Ralph Bartholdt Staff Writer | Hagadone News Network | UPDATED 6 years, 2 months AGO
by Ralph Bartholdt Staff Writer
| September 26, 2019 1:00 AM

DALTON GARDENS — Most of the 220 people who turned out for an open house meeting in Dalton Gardens to learn about a projected Fourth Street improvement project held firm.

There was more protesting than learning going on, Dalton Mayor Jeff Fletcher said.

“I don’t know if they knew what an open house meeting was for,” Fletcher said.

The meeting was meant to show residents that the $4.5 million improvement project would widen the city’s main north-south street, increase safety by adding bicycle and walking lanes while still keeping the speed limit at 25 mph and possibly adding roundabouts at the northern and southern end of the 1.5 mile improvement project.

According to the hand-tallied responses collected by the city, 80% of the residents and property owners who showed up to the Sept. 10 open house, which included engineers, city planners and council members to engage the public, were against the proposal. Only 20 percent supported the project.

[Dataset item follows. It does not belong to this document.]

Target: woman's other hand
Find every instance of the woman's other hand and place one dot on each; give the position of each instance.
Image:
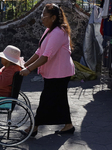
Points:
(24, 72)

The 220 people in attendance represented about 11% of the voting public, Fletcher said.

But many of those in attendance balked or argued against the project instead of listening to the experts.

“It wasn’t well received,” Fletcher said.

He wants the rest of the city to understand that Dalton Gardens can reject the grant money and pay for Fourth Street improvements through tax increases, or it can move ahead and fashion improvements according to the options proposed in the plan.

“If we don’t take the grant, it’s going to cost each (property owner) to fix it on our own,” Fletcher said.

The consensus at the open house, council member Jamie Smith said, was status quo.

“People I talked to said they wanted to keep (Dalton’s) rural feel,” Smith said. “I think we all want that.”

She understands that the Kootenai Metropolitan Planning Organization foresees a lot of growth during the next decade and traffic on Fourth Street will increase regardless of whether the street is refurbished.

She hoped that more than 11% of the public would turn out for the open house.

“It was a really great opportunity to ask questions and get answers,” she said.

The City Council at its Oct. 3 meeting will discuss the feedback from the open house and hear from residents who did not attend.

Smith said the best alternative would be to have the street refurbished with a lot of public input into the new design,

“My hope was to be able to negotiate a way to design the road the way the community would like it to be, and be able to keep the grant money with the design we choose,” she said. “It doesn’t appear that’s going to happen.”